"The Elms" may have been my favorite chapter of the book, with the delightful boardinghouse section. It made me wonder, though, about Beata Ashley. We never really got inside her head. Why do you think she refused to leave the house? She didn't strike me as the type to be ashamed.
There were a couple of sections that shed some light on her character. The first was Lily's insights to Roger in Chicago: Their mother
adored their father, a self-centered, possessive love. An all-consuming love that kept her from having any friends or even paying her own children enough attention. Their father had a lot of friends, but he didn't tell their mother about them. "He simply didn't tell her because she wouldn't be interested. She was not a noticing woman and she was not a ... a sympathetic woman."
But Roger offered another picture: Beata worked hard every day, never let the children know they were poor, read them the best books and played the best music, was never short-tempered.
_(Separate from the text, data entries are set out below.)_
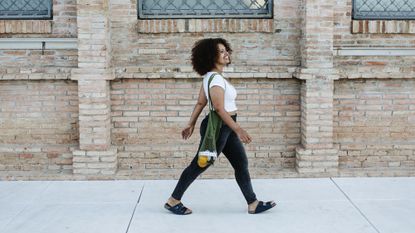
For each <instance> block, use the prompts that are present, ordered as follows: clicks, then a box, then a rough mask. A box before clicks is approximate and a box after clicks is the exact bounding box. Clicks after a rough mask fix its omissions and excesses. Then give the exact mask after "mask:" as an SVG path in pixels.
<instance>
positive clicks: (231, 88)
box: [203, 72, 238, 112]
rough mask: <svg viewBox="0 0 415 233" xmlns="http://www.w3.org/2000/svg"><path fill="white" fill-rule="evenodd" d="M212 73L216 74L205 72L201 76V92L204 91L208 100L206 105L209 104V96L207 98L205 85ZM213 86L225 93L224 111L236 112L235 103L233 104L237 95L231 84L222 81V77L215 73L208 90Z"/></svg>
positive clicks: (210, 72) (224, 100)
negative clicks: (201, 76) (205, 73)
mask: <svg viewBox="0 0 415 233" xmlns="http://www.w3.org/2000/svg"><path fill="white" fill-rule="evenodd" d="M213 73H216V72H207V73H206V74H205V75H204V76H203V90H204V91H205V95H206V98H207V99H208V104H209V96H208V91H207V90H208V89H207V85H208V82H209V78H210V76H211V75H212V74H213ZM213 86H219V87H221V88H222V89H223V90H224V91H225V100H224V101H225V103H224V107H225V111H227V112H233V111H236V110H238V108H237V107H236V103H235V99H236V95H237V93H236V89H235V87H234V86H232V84H230V83H229V82H228V81H226V79H224V78H223V77H222V75H220V74H219V73H216V74H215V76H214V77H213V79H212V82H211V83H210V86H209V88H212V87H213Z"/></svg>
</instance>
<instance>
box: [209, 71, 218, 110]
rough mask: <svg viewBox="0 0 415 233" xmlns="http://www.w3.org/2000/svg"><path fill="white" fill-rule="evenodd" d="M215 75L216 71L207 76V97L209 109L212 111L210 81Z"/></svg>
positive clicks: (214, 76)
mask: <svg viewBox="0 0 415 233" xmlns="http://www.w3.org/2000/svg"><path fill="white" fill-rule="evenodd" d="M215 75H217V73H213V74H211V75H210V77H209V81H208V88H207V89H208V98H209V101H208V102H209V110H210V111H213V105H212V98H210V88H209V87H210V83H211V82H212V80H213V78H214V77H215Z"/></svg>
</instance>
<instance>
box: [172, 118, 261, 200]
mask: <svg viewBox="0 0 415 233" xmlns="http://www.w3.org/2000/svg"><path fill="white" fill-rule="evenodd" d="M232 119H233V120H234V121H235V122H236V115H234V116H232ZM207 122H208V116H206V117H205V118H204V119H203V121H202V123H201V124H200V136H201V140H200V143H199V148H200V145H201V142H202V140H203V137H204V135H205V133H206V127H207ZM216 149H217V152H218V154H220V153H221V152H223V154H224V155H225V156H226V158H227V159H228V160H229V162H230V163H231V165H232V167H233V169H234V170H235V178H236V182H237V183H238V185H239V188H240V189H241V191H242V193H243V195H244V197H245V199H246V202H247V203H248V204H251V203H253V202H254V201H256V200H257V199H256V195H255V193H254V191H253V189H252V184H251V177H250V176H249V171H248V158H247V157H246V153H245V149H244V146H243V145H242V142H241V140H240V139H239V137H238V135H236V133H235V132H233V131H232V129H231V128H229V127H228V126H227V125H226V124H223V125H222V128H221V129H220V135H219V139H218V141H217V142H216ZM198 151H199V149H198ZM208 167H209V166H206V167H204V168H201V167H199V166H198V165H197V153H196V156H195V157H194V158H193V160H192V162H191V163H190V165H189V166H188V167H187V168H186V169H184V171H183V173H182V175H181V176H180V179H179V181H178V182H177V185H176V188H175V189H174V191H173V194H172V197H173V198H175V199H177V200H181V199H182V196H183V194H184V192H185V191H186V189H187V188H188V187H189V186H190V184H191V183H192V182H193V181H194V180H195V179H196V178H197V177H198V176H199V175H200V174H201V173H202V172H204V171H205V170H206V169H207V168H208Z"/></svg>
And "there was nothing small about Mama." She held her head up and walked every day to their father's trial.
In the Hoboken chapter we see Beata's resemblance to her mother: "If her husband had entered the house one day and told her that he was bankrupt, she would have uttered no word of complaint. She would have moved to a slum and improved the tone of the neighborhood." She was taught never to demonstrate affection or tenderness and to develop "a spine of steel" and a "royal carriage."
Did you wish to know more about who Beata was and what she was thinking? Or was it not as important as her famous husband and children?